Nonreinforced lever-presses that occur during the safety period have been interpreted as perseverative responding that is a measure of internal drive for harm avoidance (19). Beck and colleagues demonstrated that nonreinforced responding during the safety period reveals both behaviorally inhibited and female sex vulnerabilities when using the contingent warning signal design (48). Our current results support these previous findings. Behaviorally inhibited WKY rats performed more non-reinforced lever-presses than non-inhibited SD rats. This was due primarily to a higher number of non-reinforced lever-presses by WKY rats in the 100% tone-shock condition. This would be expected, as Beck and colleagues demonstrated that nonreinforced responding was greater following escape performance (48). Our results suggest that, in the noncontingent design, WKY rats on a 100% tone-shock schedule show more nonreinforced safety period responding than SD rats. The 50% tone-alone schedule did not appear to produce as much nonreinforced responding, perhaps due to less opportunity for escape responding. The strategy of the WKY rats appears to be to make a bar press to the tone if there is any chance a shock will occur on that trial, whereas the SD rats appear to wait and see if the shock will occur if there is any chance the shock might not occur on that trial, which fits with the avoidant tendencies of the WKY rats.
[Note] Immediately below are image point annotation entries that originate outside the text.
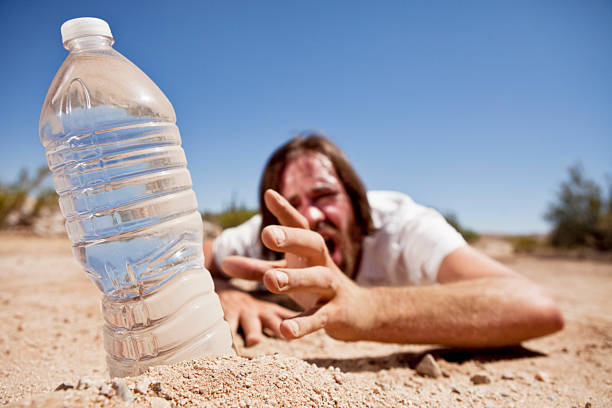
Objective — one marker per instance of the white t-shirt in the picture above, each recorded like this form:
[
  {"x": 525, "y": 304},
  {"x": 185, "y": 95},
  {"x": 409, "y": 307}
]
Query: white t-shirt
[{"x": 407, "y": 248}]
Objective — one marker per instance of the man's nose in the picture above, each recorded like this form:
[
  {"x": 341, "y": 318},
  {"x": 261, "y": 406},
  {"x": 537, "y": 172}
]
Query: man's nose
[{"x": 313, "y": 214}]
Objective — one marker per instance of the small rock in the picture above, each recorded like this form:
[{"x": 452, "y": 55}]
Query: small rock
[
  {"x": 142, "y": 386},
  {"x": 156, "y": 386},
  {"x": 157, "y": 402},
  {"x": 480, "y": 379},
  {"x": 106, "y": 391},
  {"x": 64, "y": 386},
  {"x": 428, "y": 367},
  {"x": 87, "y": 382},
  {"x": 123, "y": 391}
]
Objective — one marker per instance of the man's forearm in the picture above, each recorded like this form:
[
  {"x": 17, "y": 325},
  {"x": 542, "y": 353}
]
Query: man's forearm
[{"x": 495, "y": 311}]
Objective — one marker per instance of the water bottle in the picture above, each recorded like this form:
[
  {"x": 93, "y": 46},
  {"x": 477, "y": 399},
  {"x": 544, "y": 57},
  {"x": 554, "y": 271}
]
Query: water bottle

The current work focused on the effects of a schedule of partial predictability that introduced an element of uncertainty into the signaled lever-press avoidance task. As described previously, intolerance of uncertainty plays a role in anxiety disorders and PTSD. In a review, Grupe and Nitchske described five mechanisms through which uncertainty can affect PTSD (60). These mechanisms included behavioral and cognitive avoidance, inflated estimates of threat cost and probability, increased threat attention and hypervigilance, heightened reactivity to threat conditions, and deficient safety learning. These mechanisms can explain some of our current findings as well as previous findings with WKY rats expressing enhanced avoidance and associative learning. Obviously, WKY rats exhibit enhanced behavioral avoidance in that they acquire avoidance responses faster and to a greater degree than SD rats in both the 100% tone-shock and 50% tone-alone conditions. The additional finding that WKY rats responded more to a 50% tone-alone training condition than SD rats can be explained by inflated estimates of threat cost and probability, increased threat attention, and hypervigilance, as well as heightened reactivity to threat conditions. Even though the shock only followed the tone one-half of the time in the partial predictability condition, the WKY rats avoided at higher rates, while SD rats did not acquire avoidance, opting rather for an escape strategy. More so, the WKY rats appear to inflate estimates of threat cost and probability, be hypervigilant, and over-react to threat conditions so much that their performance in the 50% tone-alone condition surpassed the performance of SD rats in the 100% tone-shock condition.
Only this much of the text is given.